Model form - How to change default ManyToMany widget?

I use Django Model Form:
class Fruit(models.Model):
name = models.CharField(max_length=40)
class Box(models.Model):
user = models.ForeignKey(User)
name = models.CharField(max_length=199)
fruit = models.ManyToManyField(Fruit)
and forms.py:
class BoxModelForm(ModelForm):
class Meta:
model = Box
I have default django ManyToMany widget in form:
http://nov.imghost.us/ly5M.png
How can I change this to input (text type) and if I type into this input:
apple,banana,lemon - comma separated
this Fruit will be created?
As stated here in the documentation :https://docs.djangoproject.com/en/dev/topics/forms/modelforms/#overriding-the-default-fields
You can add a widgets attribute to the Meta of your Modelform to change the default widgets used in the form.
In your case it would be something like this :
class BoxModelForm(ModelForm):
class Meta:
model = Box
widgets = {
'fruit': TheWidgetYouWantToUse(),
}
But actually for the behavior you want to achieve, you could proceed another way.
You should add an extra text field, and write the addition/removal of fruits in the save step, while checking the validity of the differents tags in the clean step.

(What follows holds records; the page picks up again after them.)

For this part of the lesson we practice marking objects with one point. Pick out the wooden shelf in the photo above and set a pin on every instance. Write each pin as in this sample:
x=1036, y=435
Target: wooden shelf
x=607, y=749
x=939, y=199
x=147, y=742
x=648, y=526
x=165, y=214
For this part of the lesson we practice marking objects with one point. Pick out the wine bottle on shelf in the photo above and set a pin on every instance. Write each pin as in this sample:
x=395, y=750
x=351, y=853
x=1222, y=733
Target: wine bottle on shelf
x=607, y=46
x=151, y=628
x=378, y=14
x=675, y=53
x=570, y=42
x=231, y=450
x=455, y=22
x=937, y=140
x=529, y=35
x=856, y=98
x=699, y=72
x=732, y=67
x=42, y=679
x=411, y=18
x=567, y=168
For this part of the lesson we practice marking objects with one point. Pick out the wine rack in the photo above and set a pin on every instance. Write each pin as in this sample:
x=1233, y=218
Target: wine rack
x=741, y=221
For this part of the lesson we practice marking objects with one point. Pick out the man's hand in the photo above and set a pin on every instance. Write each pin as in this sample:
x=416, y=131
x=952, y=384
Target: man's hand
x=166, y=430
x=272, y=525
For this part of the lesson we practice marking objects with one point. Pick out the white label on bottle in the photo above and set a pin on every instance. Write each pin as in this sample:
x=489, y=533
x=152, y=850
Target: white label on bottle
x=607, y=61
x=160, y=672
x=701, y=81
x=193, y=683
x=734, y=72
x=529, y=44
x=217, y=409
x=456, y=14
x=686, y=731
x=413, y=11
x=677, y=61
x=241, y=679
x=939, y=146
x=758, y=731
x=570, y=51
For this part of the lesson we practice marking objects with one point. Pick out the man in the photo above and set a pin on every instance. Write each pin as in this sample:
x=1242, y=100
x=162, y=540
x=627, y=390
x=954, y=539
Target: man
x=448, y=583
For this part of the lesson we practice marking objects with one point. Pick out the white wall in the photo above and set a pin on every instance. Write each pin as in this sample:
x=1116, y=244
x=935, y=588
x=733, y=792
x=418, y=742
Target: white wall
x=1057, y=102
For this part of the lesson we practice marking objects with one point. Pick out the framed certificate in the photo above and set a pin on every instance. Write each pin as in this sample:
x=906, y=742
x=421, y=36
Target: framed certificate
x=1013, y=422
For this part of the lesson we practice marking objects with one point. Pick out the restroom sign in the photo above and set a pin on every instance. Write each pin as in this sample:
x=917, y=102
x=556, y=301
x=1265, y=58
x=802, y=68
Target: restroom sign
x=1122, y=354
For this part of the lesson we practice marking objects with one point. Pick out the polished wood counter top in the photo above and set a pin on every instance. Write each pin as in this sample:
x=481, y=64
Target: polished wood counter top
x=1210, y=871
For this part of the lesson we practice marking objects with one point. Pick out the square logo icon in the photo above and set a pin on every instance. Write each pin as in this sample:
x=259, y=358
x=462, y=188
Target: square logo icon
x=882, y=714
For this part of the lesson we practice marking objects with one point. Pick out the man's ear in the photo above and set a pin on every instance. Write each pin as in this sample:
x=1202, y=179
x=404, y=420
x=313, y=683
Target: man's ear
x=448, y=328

class BoxModelForm(ModelForm):
fruit_selector = forms.TextField(
max_length=255,
tag = 'Whatever'
)
class Meta:
model = Box
fields = ['user','name']
def clean_fruit_selector(self):
data = self.cleaned_data['fruit_selector']
# Check that data are corrects ie the string is correctly formatted
# If not raise validation error
....
fruit_tags = data.split(",")
#Check that all tags are fruit or raise a validation error
...
return data #or only the list of correct tags
def save(self, commit=True):
instance = super(MyForm, self).save(commit=False)
# Compare the list of tags fruit_tags with self.instance.fruit.all()
....
# Take the right actions
if commit:
instance.save()
return instance
Look into this page for more details on how to change the field validation https://docs.djangoproject.com/en/dev/ref/forms/validation/
This is just a schematic.
django-taggit is a perfect app for this use case.
Define your models like this:
from taggit.managers import TaggableManager
from taggit.models import TagBase, GenericTaggedItemBase
class Fruit(TagBase):
class Meta:
verbose_name = "Fruit"
verbose_name_plural = "Fruits"
class TaggedFruit(GenericTaggedItemBase):
tag = models.ForeignKey(Fruit,
related_name="%(app_label)s_%(class)s_items")
class Box(models.Model):
name = models.CharField(max_length=199)
fruits = TaggableManager(through=TaggedFruit)
Then create basic model form:
class BoxModelForm(ModelForm):
class Meta:
model = Box
And that's it! You can now add fruit tags into your box, separated by comma. In case the fruit doesn't exist, it will be added into Fruit table. Read the docs for more details on how to use django-taggit.
You can use it together with jquery based Selectize.js.